Whilst dominated mostly by Brexit, the GBP/EUR exchange rate was also influenced by the release of the Eurozone’s latest PPI figures on Tuesday, with a slowing of producer price growth limiting the appeal of the euro.
Meanwhile, aiding the upswing in the GBP/USD exchange rate were the latest US durable goods figures, as a sharp contraction in good orders in February pressured the US dollar.
What’s coming up?
Outside of Brexit we will also have the release of the UK’s final PMI reading for March, with Sterling potentially facing headwinds if the UK’s dominant service sector is shown to have slowed again last month.

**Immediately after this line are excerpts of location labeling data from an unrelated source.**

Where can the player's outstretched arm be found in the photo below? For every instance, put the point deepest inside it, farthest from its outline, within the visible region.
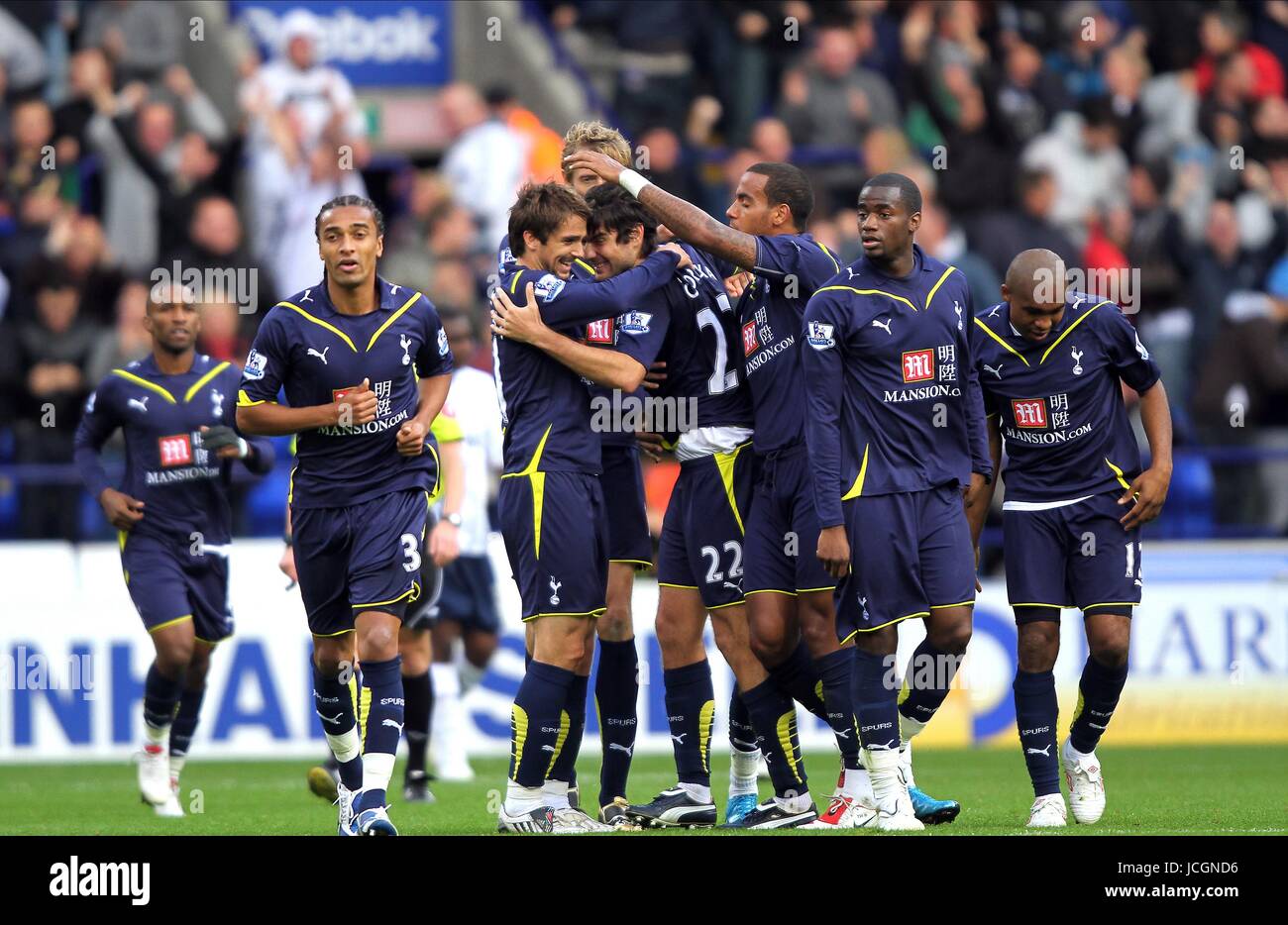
(523, 324)
(268, 419)
(686, 221)
(1150, 487)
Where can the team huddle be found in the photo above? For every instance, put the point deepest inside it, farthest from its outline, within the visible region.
(838, 435)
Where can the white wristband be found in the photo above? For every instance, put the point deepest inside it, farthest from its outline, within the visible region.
(632, 182)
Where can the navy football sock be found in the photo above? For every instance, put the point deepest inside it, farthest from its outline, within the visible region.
(876, 701)
(539, 723)
(160, 697)
(419, 693)
(333, 700)
(185, 722)
(1035, 715)
(835, 668)
(382, 696)
(799, 679)
(566, 765)
(691, 709)
(926, 681)
(742, 735)
(1099, 689)
(616, 698)
(773, 716)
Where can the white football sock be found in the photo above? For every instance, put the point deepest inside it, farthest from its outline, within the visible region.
(697, 791)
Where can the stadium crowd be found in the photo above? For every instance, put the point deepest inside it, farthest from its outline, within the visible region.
(1122, 136)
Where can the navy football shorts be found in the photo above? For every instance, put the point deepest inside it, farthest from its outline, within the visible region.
(627, 513)
(1076, 556)
(469, 594)
(167, 585)
(424, 611)
(366, 557)
(910, 555)
(702, 532)
(782, 528)
(557, 539)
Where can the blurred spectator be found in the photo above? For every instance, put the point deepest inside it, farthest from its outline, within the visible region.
(485, 161)
(141, 39)
(1223, 34)
(128, 339)
(132, 197)
(43, 366)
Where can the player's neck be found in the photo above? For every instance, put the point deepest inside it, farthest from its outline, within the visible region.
(172, 363)
(357, 300)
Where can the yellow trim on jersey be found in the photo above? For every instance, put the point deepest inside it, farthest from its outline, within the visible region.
(1069, 329)
(786, 728)
(935, 287)
(706, 719)
(872, 291)
(990, 333)
(857, 488)
(596, 612)
(321, 324)
(170, 622)
(519, 736)
(565, 723)
(391, 320)
(200, 382)
(146, 384)
(1119, 473)
(725, 462)
(889, 622)
(411, 594)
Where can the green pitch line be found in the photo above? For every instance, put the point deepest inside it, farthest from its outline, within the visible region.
(1151, 791)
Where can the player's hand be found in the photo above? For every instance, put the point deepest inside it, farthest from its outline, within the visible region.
(226, 442)
(518, 322)
(651, 445)
(833, 551)
(287, 565)
(445, 544)
(671, 248)
(601, 165)
(656, 375)
(357, 406)
(735, 283)
(123, 512)
(411, 438)
(1150, 491)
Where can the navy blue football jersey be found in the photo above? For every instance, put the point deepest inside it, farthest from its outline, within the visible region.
(181, 484)
(545, 406)
(790, 268)
(1063, 420)
(894, 403)
(316, 355)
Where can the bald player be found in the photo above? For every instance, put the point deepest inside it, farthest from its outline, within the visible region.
(1051, 362)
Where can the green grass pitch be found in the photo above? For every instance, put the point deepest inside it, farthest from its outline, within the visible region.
(1151, 791)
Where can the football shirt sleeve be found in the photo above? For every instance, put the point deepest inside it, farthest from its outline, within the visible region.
(824, 379)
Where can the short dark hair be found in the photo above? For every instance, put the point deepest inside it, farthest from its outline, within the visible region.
(540, 209)
(616, 210)
(909, 191)
(787, 184)
(339, 201)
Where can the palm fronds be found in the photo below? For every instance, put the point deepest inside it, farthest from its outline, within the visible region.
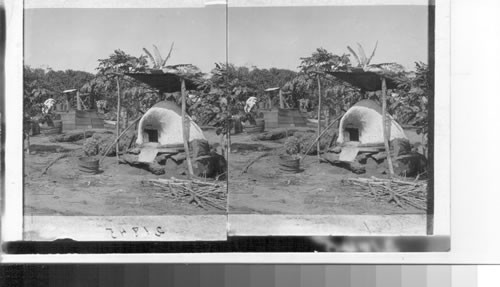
(157, 61)
(360, 56)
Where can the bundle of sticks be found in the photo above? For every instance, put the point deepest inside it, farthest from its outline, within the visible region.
(398, 191)
(201, 193)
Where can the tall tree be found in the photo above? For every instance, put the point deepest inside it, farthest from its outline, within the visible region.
(316, 66)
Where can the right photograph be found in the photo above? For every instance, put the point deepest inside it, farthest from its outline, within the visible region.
(331, 120)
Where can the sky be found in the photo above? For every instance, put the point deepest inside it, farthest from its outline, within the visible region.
(264, 37)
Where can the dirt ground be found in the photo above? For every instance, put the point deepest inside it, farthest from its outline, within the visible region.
(116, 191)
(318, 189)
(264, 189)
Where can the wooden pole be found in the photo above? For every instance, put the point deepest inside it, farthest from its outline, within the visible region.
(386, 127)
(117, 138)
(185, 128)
(318, 137)
(78, 102)
(282, 104)
(319, 116)
(118, 111)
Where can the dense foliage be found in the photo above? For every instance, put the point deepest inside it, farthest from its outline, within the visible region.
(223, 92)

Meanwhile, the euro may also come under fire this morning with the publication of the Eurozone’s retail sales figures as economists forecast sales growth will have slowed from 1.3% to just 0.2% in February.
Finally, the US dollar is likely to be impacted by the latest ISM non-manufacturing PMI, with USD likely to remain in vogue if activity in the US service sector remained robust in March as forecast.